In her home, Lovelia helps by washing clothes, running errands and cleaning. She lives with her father and her mother. Her father is sometimes employed as a farmer and her mother maintains the home. There are 5 children in the family.
As part of Compassion's ministry, Lovelia participates in Vacation Bible School. She is also in primary school where her performance is average. Jumping rope, reading and playing group games are her favorite activities.
Please remember Lovelia in your prayers. Your love and support will help her to receive the assistance she needs to grow and develop.
Lovelia lives in the mountainous community of San Gabriel, home to approximately 6,300 residents. Typical houses are constructed of dirt floors, adobe walls and tile roofs. The most commonly spoken language is Achi.
The regional diet consists of maize and beans. Common health problems in this area include respiratory diseases, skin illnesses and parasitism. Most adults in San Gabriel are unemployed but some work as day laborers and earn the equivalent of $50 per month. This community needs clothing, food supplies and medicine.
Your sponsorship allows the staff of Nazareno Student Center to provide Elia Lovelia Roxana Garcia Bolvito with Bible teaching, retreats, medical exams, health education, hygiene instruction, social events, recreational activities and academic support. The center staff will also sponsor family events in order to foster better relationships between parents or guardians and their children.

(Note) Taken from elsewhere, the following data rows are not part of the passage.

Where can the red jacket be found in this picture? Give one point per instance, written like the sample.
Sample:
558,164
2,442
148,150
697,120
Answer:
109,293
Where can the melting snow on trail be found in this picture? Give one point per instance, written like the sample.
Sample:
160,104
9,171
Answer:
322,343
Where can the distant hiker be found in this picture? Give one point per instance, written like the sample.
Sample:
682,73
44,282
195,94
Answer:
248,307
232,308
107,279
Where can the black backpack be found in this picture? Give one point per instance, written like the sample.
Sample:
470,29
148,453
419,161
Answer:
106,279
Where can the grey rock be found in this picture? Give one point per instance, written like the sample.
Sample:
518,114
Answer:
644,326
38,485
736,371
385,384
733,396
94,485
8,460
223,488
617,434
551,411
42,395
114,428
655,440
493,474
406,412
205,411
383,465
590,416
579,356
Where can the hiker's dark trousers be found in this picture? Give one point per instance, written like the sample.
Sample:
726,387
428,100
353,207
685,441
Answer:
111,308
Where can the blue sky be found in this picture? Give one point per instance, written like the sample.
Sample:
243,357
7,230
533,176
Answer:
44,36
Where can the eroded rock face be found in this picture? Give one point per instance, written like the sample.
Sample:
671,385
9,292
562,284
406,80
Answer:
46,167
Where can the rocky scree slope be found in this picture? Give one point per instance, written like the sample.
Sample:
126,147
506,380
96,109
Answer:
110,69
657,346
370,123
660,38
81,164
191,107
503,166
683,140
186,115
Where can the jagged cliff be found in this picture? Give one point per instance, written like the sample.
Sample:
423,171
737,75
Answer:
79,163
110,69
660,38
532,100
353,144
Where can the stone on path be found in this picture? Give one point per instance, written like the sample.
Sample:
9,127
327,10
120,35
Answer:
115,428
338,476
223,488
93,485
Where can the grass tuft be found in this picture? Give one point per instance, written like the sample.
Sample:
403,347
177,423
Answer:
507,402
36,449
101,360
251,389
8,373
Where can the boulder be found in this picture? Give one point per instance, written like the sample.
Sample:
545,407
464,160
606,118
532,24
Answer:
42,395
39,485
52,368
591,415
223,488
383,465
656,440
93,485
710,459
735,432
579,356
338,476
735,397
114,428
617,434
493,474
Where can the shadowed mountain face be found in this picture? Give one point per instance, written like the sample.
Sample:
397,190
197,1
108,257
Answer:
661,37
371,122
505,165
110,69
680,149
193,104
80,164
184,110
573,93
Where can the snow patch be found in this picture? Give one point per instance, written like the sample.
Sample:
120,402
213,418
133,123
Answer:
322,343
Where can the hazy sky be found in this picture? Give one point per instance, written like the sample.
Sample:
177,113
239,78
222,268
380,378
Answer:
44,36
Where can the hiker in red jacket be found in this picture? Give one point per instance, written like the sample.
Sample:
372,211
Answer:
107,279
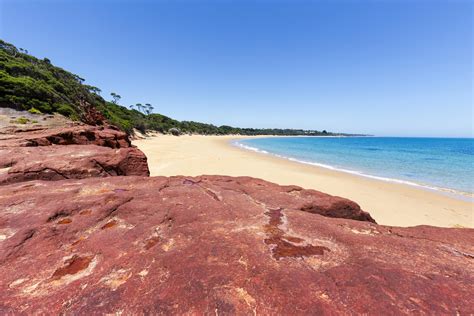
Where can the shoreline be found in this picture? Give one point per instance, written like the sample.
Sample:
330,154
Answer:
390,203
461,195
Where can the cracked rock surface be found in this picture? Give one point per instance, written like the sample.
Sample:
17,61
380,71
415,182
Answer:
73,152
218,245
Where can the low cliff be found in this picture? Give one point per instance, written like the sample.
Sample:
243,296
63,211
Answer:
134,244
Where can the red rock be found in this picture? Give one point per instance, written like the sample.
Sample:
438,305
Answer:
19,164
218,245
77,135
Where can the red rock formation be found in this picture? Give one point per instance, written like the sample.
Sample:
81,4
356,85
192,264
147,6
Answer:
74,135
19,164
41,154
218,245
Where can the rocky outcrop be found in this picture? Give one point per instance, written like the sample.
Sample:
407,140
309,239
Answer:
19,164
72,135
41,154
218,245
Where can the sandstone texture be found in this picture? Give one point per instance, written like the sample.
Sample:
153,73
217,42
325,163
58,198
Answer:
41,154
69,135
218,245
19,164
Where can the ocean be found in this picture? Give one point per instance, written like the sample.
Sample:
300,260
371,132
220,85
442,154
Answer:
445,164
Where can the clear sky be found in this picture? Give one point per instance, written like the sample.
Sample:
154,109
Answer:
399,68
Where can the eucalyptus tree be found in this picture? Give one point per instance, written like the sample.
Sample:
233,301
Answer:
115,97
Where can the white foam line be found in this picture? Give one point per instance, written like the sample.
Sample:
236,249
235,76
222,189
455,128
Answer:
358,173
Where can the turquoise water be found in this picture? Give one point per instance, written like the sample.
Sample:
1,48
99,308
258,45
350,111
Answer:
437,163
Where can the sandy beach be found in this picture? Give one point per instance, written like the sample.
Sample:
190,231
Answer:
389,203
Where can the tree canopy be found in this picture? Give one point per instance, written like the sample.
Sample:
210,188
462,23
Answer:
29,83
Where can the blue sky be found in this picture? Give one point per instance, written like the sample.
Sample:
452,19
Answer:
399,68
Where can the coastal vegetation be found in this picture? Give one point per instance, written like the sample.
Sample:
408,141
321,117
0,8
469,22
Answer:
36,85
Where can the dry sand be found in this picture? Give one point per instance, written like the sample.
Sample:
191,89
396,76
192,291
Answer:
389,203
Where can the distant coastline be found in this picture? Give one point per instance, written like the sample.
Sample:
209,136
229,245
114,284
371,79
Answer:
346,165
465,196
390,203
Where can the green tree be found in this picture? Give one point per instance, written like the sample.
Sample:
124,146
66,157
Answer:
115,97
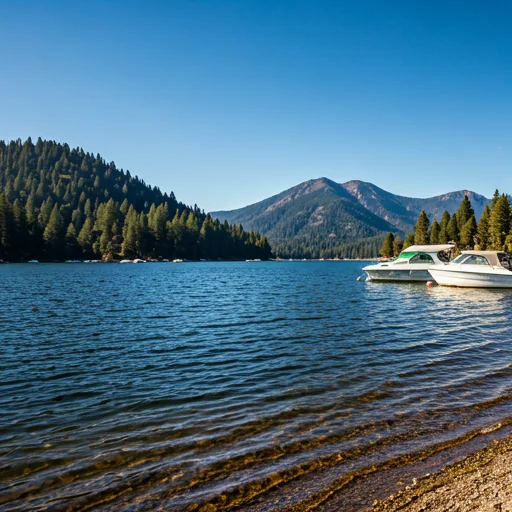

Dotted with Mayan ruins, lakes and volcanoes, Guatemala is one of the most beautiful places in Central America. Mountains and rugged highlands dominate its landscape in the west. The Pacific plain is a narrow belt between mountains and ocean. In the southern highlands, the most populous region is Guatemala City and to the north is jungle. The country is slightly smaller than the state of Tennessee.
Approximately half the country's 13 million people are Amerindian or Mayan, including 21 indigenous groups. Most of the people still live in small farming villages growing corn, coffee, sugar and beans as their ancestors did. They are world-famous for their intricate handmade textiles of brilliant colors in red, yellow, blue and purple. It is estimated that more than two-thirds of the country's children live in poverty. The country's official language is Spanish but more than 20 languages are spoken by various indigenous communities. Guatemalans are predominantly Catholic; about 40 percent are Protestants and a small percentage follow traditional Mayan religions. Compassion works within nearly every department in the country.
Much like many of its neighbors in Central America, Guatemala has a history riddled with warfare, coups and economic struggles. Two thousand years before Christ until the early 1500s, the great Mayan empire flourished throughout much of Guatemala. The Spanish conquered the area in 1524, but in 1821, the country gained independence from Spain. Since then, Guatemala's politics have been marked by rivalries and insurgencies. After a series of coups, short-lived rulers and ever-increasing protest and repression, civil war erupted in the 1960s. Several attempts have been made to end the decades-old disputes, the most recent of which was the 1996 signing of peace accords by the government, leftist guerrillas and other factions. Despite Guatemala's troubled history, the country enjoys freedom of speech and religion and continues to have a Constitutional Democratic Republic.